Senators weighing a landmark immigration bill defeated an effort by Republicans Tuesday to require biometric identification — such as fingerprinting — to track who is entering and leaving the country.
The amendment by Sen. Jeff Sessions, R-Ala., would have required a biometric system to be in place before any immigrant here illegally could obtain permanent residency or citizenship.
"This is a big, big hole in the system and it's gone on for years and years," Sessions said as the Senate Judiciary Committee opened its second day of meetings to plow through hundreds of amendments to legislation remaking the U.S. immigration system, a top priority for President Barack Obama.
"This is one of the reasons the American people have so little confidence in any of the promises we make," Sessions said.
An author of the bill, Republican Sen. Lindsey Graham of South Carolina, agreed with Sessions that biometric IDs are the most secure. But he said authors of the bill determined they were too costly to implement anytime soon. Indeed current law already requires such a system to be in place, but the Department of Homeland Security has been unable to implement it.

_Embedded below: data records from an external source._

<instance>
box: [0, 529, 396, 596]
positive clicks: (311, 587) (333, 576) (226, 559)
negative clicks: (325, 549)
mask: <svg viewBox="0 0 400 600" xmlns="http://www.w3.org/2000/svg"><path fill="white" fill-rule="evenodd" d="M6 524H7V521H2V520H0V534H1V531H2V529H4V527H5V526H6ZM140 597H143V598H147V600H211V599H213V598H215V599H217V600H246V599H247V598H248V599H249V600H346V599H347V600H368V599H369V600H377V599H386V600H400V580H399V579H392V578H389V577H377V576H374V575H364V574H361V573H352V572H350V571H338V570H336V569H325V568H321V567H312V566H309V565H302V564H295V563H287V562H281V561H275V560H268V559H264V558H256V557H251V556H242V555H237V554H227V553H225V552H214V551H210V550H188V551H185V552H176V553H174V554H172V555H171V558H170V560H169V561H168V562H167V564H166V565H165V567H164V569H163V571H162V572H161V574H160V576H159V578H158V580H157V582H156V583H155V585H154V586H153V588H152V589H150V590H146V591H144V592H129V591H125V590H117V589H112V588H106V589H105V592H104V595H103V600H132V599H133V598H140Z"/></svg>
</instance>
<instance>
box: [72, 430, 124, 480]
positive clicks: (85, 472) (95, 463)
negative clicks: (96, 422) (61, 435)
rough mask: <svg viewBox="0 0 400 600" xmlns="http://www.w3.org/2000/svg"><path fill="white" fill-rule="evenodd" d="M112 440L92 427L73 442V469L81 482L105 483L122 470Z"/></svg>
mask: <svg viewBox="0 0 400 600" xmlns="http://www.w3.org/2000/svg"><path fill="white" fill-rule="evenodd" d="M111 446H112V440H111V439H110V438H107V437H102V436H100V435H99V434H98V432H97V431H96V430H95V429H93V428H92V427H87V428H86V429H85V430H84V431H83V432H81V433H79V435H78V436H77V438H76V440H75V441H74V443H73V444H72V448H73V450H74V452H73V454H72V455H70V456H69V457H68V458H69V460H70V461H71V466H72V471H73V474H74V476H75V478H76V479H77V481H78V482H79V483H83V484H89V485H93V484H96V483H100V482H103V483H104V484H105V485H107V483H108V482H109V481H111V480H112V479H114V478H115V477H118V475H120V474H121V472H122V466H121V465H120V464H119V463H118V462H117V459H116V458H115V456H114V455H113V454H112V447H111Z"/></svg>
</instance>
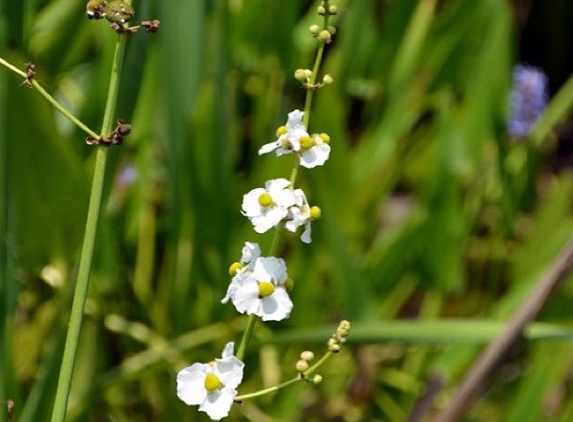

Instead the bill seeks electronic scanning of photo IDs.
"Current law is a concept, and there is apparently not a whole lot of will by Republicans or Democrats to make the concept a reality," Graham said. "What we've done is taken the current system and make it better."
Sen. Chuck Schumer, D-N.Y., said a biometric system would cost $25 billion. He and other Democrats said Sessions' amendment would simply throw up barriers to a path to citizenship for the 11 million immigrants already in the country illegally.
The Senate Judiciary Committee voted 12 to 6 to defeat Sessions' amendment. Graham and Sen. Jeff Flake, R-Ariz., joined with the Democrats on the committee in voting it down.
Graham, Flake, Schumer and Sen. Dick Durbin, D-Ill., are four of the eight authors of the immigration bill. Since they sit on the Judiciary Committee together they have resolved to vote together against amendments that could strike at the core provisions of the legislation and threaten the fragile alliances behind it.